A. Heatmap showing the 57 miRNAs differentially expressed in HeLa cells from mitochondrial and cytosolic RNA. Three independent microarray profiling experiments (microarray n1, n2 and n3) are shown and reproducibly revealed 13 miRNAs enriched in mitochondrial RNA. Log2 Hy5/Hy3 ratios are color scaled in gradient from green (low levels) to red (high levels) as indicated by the scale bar. B. Validation of microarray data by RT-PCR. Five genes (hsa-miR-494, hsa-miR-1974, hsa-miR-1275, 16S rRNA and GAPDH) were selected for microarray data validation of differential expression in either subcellular compartment. 16S rRNA was used as a positive mitochondrial control, while GAPDH as a negative mitochondrial control.

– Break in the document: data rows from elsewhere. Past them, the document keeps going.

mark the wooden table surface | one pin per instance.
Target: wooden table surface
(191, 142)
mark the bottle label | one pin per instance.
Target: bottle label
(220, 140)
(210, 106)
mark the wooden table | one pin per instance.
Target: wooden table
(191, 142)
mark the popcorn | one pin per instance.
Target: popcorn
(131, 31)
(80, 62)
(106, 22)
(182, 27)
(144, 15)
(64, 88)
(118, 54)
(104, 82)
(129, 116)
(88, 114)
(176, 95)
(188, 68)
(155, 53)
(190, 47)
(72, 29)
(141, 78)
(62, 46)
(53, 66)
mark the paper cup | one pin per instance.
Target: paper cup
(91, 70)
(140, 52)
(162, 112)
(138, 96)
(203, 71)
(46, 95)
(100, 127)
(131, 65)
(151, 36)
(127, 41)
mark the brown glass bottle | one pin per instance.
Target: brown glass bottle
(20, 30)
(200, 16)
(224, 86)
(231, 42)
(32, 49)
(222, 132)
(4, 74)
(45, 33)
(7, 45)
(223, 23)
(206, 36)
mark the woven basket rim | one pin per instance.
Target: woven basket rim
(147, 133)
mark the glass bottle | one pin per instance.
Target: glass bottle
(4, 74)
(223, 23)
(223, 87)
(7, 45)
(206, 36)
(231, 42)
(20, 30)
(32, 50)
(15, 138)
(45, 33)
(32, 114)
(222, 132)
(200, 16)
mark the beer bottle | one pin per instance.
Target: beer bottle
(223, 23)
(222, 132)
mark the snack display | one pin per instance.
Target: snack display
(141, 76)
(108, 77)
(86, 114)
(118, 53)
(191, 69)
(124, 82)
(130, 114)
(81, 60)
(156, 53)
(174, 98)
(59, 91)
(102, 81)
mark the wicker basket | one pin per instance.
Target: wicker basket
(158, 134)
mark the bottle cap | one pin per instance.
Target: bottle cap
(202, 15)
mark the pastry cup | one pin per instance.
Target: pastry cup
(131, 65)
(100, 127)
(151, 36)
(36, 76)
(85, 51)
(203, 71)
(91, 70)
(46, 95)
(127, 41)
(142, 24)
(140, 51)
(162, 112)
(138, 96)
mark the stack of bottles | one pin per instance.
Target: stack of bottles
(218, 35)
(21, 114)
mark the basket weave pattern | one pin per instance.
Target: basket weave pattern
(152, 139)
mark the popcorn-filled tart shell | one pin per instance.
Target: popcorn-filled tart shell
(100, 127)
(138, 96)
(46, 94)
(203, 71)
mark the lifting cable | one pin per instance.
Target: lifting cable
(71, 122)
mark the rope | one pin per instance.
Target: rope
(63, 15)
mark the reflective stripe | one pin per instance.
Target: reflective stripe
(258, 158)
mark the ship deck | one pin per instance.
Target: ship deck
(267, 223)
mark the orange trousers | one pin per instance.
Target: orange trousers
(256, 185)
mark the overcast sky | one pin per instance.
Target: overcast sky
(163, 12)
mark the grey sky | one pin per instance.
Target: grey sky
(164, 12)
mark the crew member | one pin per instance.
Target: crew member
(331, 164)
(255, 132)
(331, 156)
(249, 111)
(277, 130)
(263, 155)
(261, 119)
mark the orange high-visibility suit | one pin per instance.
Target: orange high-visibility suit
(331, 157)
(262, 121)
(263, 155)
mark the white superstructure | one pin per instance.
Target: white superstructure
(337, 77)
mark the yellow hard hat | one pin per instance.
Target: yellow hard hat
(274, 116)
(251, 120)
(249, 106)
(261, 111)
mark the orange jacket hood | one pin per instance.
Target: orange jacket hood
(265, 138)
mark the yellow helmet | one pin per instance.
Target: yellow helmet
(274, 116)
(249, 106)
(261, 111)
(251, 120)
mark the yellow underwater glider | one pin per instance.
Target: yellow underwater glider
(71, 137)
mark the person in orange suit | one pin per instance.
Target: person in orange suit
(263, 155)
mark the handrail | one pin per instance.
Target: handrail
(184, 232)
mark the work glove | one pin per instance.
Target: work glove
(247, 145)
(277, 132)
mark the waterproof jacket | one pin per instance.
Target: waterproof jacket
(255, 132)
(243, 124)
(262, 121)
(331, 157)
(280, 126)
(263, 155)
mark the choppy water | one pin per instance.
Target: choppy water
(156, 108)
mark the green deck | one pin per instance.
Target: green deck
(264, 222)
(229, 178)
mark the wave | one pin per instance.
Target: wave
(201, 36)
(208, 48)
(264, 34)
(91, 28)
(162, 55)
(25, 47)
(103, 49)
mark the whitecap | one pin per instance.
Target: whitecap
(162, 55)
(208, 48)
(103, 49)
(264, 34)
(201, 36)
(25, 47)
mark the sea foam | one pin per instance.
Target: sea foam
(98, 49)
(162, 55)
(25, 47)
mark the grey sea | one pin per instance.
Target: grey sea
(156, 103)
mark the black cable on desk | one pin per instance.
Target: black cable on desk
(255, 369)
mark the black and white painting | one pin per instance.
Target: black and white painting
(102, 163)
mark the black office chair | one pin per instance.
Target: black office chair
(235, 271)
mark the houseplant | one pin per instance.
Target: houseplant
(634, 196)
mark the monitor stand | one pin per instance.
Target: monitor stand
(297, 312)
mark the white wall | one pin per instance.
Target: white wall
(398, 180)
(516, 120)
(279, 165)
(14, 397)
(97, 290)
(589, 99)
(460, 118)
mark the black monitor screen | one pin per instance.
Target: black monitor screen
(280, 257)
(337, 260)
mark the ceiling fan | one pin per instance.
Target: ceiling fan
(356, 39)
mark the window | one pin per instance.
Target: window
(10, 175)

Quantitative analysis of band intensities are shown for three independent RT-PCR experiments and indicated as arbitrary units (a.u.) in either mitochondria (grey) or cytosol (black). Error bars represent the standard error of the mean. Asteriscs indicate statistically significant differences as compared to the cytosol (hsa-miR-494, p-value = 3.32×10−5; hsa-miR-1974, p-value = 0.02; hsa-miR-1275, p-value = 6×10−4; 16S rRNA, p-value = 0.03).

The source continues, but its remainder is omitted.